To help him with this enormous project he mobilised a group of Jewish academics, writers and activists. This clandestine group of sixty plus members was called Oneg Shabbat (the Joy of Sabbath). They collected documents during the day, wrote their own notes at night, and met secretly on Saturdays to discuss the progress of the archive. Over a two year period, up until the ghetto uprising in April 1943, Oneg Shabbat members collated tens of thousands of items documenting life and death in the ghetto.
Despite appalling conditions and being shut off from the rest of Polish society, cultural activity inside the ghetto continued. The archive reflects this with items such as drawings and posters, songs, poems and plays, invitations to events, and even lolly wrappers. These accompanied more familiar representations of ghetto life such as food ration cards and work passes.
Individually, Oneg Shabbat members wrote about daily life in the ghetto, the policies of the Judenrat (Jewish Council), religious life, the work of social welfare institutions, underground schools and the fate of Jewish children, smuggling and armed resistance.
When the members learned about the Final Solution their focus turned to documenting the mass murder of European Jews. They assembled accounts of deportations, executions, torture, and the destruction of entire Jewish communities.
Burying and Retrieving the Archive
Many archive members were caught up in the deportations to Treblinka in 1942. Those who remained continued their work. In August 1942 the first cache of documents, stored inside metal boxes, was buried below the ghetto. The second and third caches were buried in February and April 1943 respectively.
Only three members of Oneg Shabbat survived the Holocaust, including Hersz Wasser, who was the only one who knew where the caches had been buried.
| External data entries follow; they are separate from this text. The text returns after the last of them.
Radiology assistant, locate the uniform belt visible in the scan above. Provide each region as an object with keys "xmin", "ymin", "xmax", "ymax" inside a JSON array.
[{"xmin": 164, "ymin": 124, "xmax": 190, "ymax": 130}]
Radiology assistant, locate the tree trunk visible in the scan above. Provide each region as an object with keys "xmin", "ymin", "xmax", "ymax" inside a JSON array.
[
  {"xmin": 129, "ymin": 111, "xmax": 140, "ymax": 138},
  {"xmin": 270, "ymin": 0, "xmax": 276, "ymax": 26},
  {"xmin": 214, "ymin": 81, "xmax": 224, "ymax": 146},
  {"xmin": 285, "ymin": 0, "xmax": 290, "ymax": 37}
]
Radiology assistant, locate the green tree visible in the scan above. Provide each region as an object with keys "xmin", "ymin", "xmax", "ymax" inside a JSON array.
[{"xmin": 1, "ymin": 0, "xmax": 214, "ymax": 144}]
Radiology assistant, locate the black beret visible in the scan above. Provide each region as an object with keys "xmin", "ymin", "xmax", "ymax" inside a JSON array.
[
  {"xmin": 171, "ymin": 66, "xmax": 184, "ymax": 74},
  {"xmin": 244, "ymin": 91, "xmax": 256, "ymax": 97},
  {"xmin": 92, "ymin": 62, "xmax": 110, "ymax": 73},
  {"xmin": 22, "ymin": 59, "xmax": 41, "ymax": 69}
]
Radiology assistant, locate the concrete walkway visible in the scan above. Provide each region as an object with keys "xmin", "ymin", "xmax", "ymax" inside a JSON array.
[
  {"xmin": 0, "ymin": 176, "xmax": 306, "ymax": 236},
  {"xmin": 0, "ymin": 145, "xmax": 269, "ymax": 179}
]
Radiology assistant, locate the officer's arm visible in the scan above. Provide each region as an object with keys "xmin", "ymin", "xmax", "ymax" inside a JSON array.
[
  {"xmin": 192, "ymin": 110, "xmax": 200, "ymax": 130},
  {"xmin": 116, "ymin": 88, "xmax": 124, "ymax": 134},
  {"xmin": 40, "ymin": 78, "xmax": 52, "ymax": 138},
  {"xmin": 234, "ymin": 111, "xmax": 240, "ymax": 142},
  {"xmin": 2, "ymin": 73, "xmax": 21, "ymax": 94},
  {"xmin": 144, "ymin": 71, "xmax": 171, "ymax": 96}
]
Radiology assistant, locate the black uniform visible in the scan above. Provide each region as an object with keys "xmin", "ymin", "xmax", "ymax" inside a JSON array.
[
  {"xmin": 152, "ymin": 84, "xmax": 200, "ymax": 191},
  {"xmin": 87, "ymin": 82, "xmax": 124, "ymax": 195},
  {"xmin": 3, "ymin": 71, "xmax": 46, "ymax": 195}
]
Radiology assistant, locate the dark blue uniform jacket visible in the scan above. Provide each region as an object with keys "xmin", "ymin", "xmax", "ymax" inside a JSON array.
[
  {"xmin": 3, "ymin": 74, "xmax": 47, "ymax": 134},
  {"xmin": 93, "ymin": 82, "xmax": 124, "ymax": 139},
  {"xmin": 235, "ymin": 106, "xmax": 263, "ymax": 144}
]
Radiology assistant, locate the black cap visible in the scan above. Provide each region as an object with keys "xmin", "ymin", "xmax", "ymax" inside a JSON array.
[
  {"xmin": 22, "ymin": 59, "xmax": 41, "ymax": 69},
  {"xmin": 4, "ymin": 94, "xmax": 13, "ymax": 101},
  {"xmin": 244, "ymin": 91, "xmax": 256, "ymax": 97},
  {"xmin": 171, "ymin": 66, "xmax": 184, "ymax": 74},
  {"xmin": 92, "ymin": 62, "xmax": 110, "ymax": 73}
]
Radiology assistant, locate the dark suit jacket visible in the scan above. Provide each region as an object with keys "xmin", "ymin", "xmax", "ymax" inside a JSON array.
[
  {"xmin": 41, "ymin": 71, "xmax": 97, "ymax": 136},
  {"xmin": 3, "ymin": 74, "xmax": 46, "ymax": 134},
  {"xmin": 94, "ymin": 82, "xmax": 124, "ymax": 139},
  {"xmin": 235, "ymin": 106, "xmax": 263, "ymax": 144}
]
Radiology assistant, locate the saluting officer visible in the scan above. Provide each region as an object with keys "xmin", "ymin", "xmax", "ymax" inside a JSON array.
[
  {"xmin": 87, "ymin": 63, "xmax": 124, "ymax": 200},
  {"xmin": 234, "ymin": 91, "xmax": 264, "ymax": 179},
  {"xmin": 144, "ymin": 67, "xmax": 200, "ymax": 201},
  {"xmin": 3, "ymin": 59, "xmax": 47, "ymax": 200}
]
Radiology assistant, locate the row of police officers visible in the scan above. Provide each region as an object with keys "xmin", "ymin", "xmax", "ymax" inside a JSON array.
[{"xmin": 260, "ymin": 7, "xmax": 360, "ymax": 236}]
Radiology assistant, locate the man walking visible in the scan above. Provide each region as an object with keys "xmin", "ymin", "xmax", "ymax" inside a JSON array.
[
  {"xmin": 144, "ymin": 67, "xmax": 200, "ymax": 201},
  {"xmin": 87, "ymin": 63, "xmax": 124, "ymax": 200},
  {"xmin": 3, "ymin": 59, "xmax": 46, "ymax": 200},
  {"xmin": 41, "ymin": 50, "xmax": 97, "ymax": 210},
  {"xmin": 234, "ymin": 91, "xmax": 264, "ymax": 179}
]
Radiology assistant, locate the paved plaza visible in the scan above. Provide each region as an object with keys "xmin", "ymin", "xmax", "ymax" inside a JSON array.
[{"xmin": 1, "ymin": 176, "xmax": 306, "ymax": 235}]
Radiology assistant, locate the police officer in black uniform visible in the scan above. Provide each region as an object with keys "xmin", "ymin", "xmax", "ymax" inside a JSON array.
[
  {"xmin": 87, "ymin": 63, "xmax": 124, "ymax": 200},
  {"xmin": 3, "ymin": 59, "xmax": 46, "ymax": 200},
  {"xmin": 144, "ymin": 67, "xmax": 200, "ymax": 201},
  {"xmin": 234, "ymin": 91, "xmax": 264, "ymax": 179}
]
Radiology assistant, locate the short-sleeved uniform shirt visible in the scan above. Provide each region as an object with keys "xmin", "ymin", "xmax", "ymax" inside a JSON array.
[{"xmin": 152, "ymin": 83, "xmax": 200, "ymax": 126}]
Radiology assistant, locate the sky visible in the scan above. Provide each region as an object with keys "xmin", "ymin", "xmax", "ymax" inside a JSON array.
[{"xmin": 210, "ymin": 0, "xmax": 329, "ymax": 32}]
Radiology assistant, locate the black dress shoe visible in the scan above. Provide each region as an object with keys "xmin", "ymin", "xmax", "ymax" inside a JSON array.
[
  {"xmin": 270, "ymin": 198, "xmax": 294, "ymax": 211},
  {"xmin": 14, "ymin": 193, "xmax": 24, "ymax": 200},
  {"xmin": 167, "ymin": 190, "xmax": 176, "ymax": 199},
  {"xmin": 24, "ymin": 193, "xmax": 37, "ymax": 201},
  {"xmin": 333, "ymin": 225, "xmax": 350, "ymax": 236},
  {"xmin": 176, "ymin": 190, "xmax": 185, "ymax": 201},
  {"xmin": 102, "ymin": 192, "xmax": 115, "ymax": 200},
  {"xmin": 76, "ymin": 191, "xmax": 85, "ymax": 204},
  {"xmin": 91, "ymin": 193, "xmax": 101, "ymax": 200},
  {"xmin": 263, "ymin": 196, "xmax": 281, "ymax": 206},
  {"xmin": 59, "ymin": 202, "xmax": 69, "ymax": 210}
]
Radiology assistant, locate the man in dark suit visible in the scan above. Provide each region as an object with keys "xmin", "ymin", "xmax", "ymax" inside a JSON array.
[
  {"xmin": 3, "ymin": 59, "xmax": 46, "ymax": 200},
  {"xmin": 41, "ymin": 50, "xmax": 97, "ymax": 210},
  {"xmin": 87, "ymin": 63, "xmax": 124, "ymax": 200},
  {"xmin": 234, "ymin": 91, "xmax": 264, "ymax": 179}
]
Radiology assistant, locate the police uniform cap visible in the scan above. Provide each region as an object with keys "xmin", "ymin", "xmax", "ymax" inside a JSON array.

The first cache was retrieved in 1946 and the second in 1950. Sadly, the third has never been found.
More Important than Life
One of the metal boxes unearthed will also be on display in the exhibition. This specific box included the final will of David Graber, a teenager who helped bury the archives. An excerpt from his will, dated 3 August 1942, reads:
“We have decided to write our wills, to collect our little material about the deportation, and to bury it all. We must hurry because we are not sure how much time we have. We felt the responsibility. We were not afraid of taking a risk. We were aware that we were making history. And that was more important than our lives.”